The 90% jump reflected both a sharp rise in East Austin real estate prices and the loss of the protections that had helped his father achieve those increases over time.
“It was a huge jump,” he says. “It’s doubled prices, maybe 30%, and again, dad was protected year after year to grow.”
But the knockout lost the domestic cap.
“A change of ownership results in the loss of any housing exemption in the area,” he explained Cynthia Martinezchief strategy officer for the Travis Central Appraisal District.
Heirs living in an inherited home as their primary residence may still qualify for their homestead exemption by filing an affidavit of inheritance. But, he adds, “because this process is related to the new owner of the property, the benefits of the exemption from the previous owner will be lost.”
Property records show the taxable value of the primary residence jumped 77% the year Staats and his brother took ownership, while the backyard property increased 124%—helping to pay their combined taxes to $48,000.
To ease the pressure at the time, the brothers sold the commercial property for more than $2 million, paying off their tax bills and remaining debts on all three properties.
The region saw progress—but didn’t it?
It’s easy to see those trade-offs and dismiss them as siblings. And in some ways, it was. But the sale came at a great cost.
In addition to losing rent from commercial tenants, it also shut down his father’s temporary rental business.
Because the back buildings’ pipes were tied to commercial property, their sale cut off their water supply—leaving those units without water and making them unusable as rental or residential properties.


So the next year, when the brothers received more than $46,000 in back taxes—including nearly $17,000 in their yard—they were surprised. The big bill made some sense when the lot contained viable temporary rentals, but now those properties were unusable—reduced to the functional equivalent of a shed.
According to the city’s definition, serviced residences need to have “a living area, a full bathroom, a sink or a dishwasher other than a full bathroom.” Therefore, Staats opposes the measure.
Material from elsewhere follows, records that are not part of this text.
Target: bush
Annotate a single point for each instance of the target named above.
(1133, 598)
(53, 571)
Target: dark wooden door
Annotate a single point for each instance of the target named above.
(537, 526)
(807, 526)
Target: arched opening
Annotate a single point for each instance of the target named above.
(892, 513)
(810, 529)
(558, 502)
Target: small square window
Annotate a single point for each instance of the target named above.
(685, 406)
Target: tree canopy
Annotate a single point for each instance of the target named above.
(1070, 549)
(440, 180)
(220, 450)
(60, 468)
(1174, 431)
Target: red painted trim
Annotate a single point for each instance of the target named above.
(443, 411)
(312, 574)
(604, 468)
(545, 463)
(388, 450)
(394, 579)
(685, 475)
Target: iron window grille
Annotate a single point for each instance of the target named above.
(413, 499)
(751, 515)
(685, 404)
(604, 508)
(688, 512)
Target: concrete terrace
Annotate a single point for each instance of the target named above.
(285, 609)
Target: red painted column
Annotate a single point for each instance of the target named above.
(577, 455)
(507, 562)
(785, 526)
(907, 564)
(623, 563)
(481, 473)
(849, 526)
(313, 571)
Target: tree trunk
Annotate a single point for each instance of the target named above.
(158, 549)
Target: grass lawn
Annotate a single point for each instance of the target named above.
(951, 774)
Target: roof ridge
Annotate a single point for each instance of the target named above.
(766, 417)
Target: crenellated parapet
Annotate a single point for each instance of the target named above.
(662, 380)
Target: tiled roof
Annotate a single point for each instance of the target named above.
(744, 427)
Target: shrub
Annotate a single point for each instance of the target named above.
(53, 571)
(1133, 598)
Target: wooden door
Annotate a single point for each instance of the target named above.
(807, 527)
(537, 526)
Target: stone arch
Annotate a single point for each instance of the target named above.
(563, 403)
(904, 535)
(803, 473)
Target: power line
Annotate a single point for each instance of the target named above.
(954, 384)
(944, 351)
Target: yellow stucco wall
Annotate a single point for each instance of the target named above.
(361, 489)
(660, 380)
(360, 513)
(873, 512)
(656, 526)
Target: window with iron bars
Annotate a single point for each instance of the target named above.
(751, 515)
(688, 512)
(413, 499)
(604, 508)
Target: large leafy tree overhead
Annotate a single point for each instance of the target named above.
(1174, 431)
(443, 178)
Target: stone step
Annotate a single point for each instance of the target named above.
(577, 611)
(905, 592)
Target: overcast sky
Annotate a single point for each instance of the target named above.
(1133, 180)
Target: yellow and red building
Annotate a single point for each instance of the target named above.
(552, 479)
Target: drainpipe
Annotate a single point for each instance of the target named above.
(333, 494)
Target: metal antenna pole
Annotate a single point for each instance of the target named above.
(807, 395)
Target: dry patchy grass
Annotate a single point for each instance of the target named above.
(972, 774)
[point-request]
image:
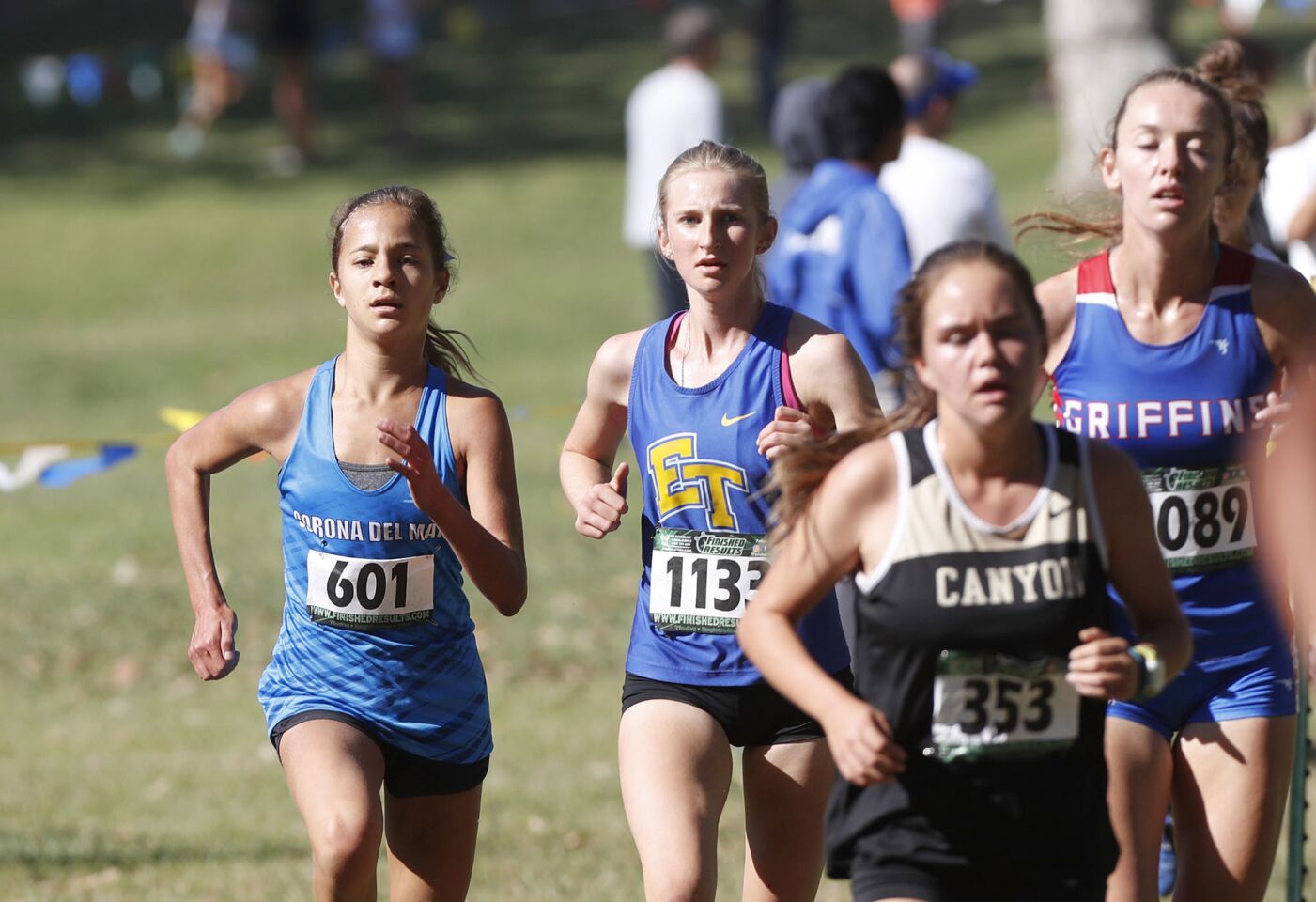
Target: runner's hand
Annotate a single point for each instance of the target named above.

“I thought I had an open and shut case,” he said. “I had a slam dunk with my description of the city.”
But in the eyes of the Travis Central Appraisal District, the answer was not so straightforward. In the testing district, the structures were still valued, and the review board eventually agreed, raising their valuation.
In response to a series of follow-up questions from Realtor.com about how detached properties are valued and determined as uninhabitable, the county appraiser responded, “It can vary depending on the features of the development. However, if the property is there, it has value.”
At Staats, the fight revealed how quickly the real life of a building—its history, its true condition, even its perceived compliance with city ordinances—can be turned into a bill.
What happens when a family heirloom is too expensive to keep?
The brothers have now opposed local equalization at least twice—once with the help of a local organization, and with the Staats on their own.
“It was difficult to represent people at these property tax meetings, because we are talking about a greenhouse that has kept all these good memories,” he said.
It is possible that the war also clarified what was to come.
“Maybe I’m the first to see it, that we couldn’t stay here forever,” he said.
This summer, the brothers plan to put the properties on the market. Developers have already expressed interest. So did the neighbors, some of whom urged them not to sell.
But Staats says he won’t be holding the line forever.
“I will not be the last fort here, and I will not be able to control who will sell it next.”
He plans to start over in a new location once they sell. In that sense, an inheritance may end up doing what a homeowner is supposed to do: Give the next generation a fresh start.
But for Austin, the sale marks another kind of legacy story—a city growing rich in land value while growing poor in the family history and local character that made it worth the pursuit.
In Staats’ words, “The reason why you find this place cool is because of its history and its residents. … It feels like their loss. Austin’s loss.”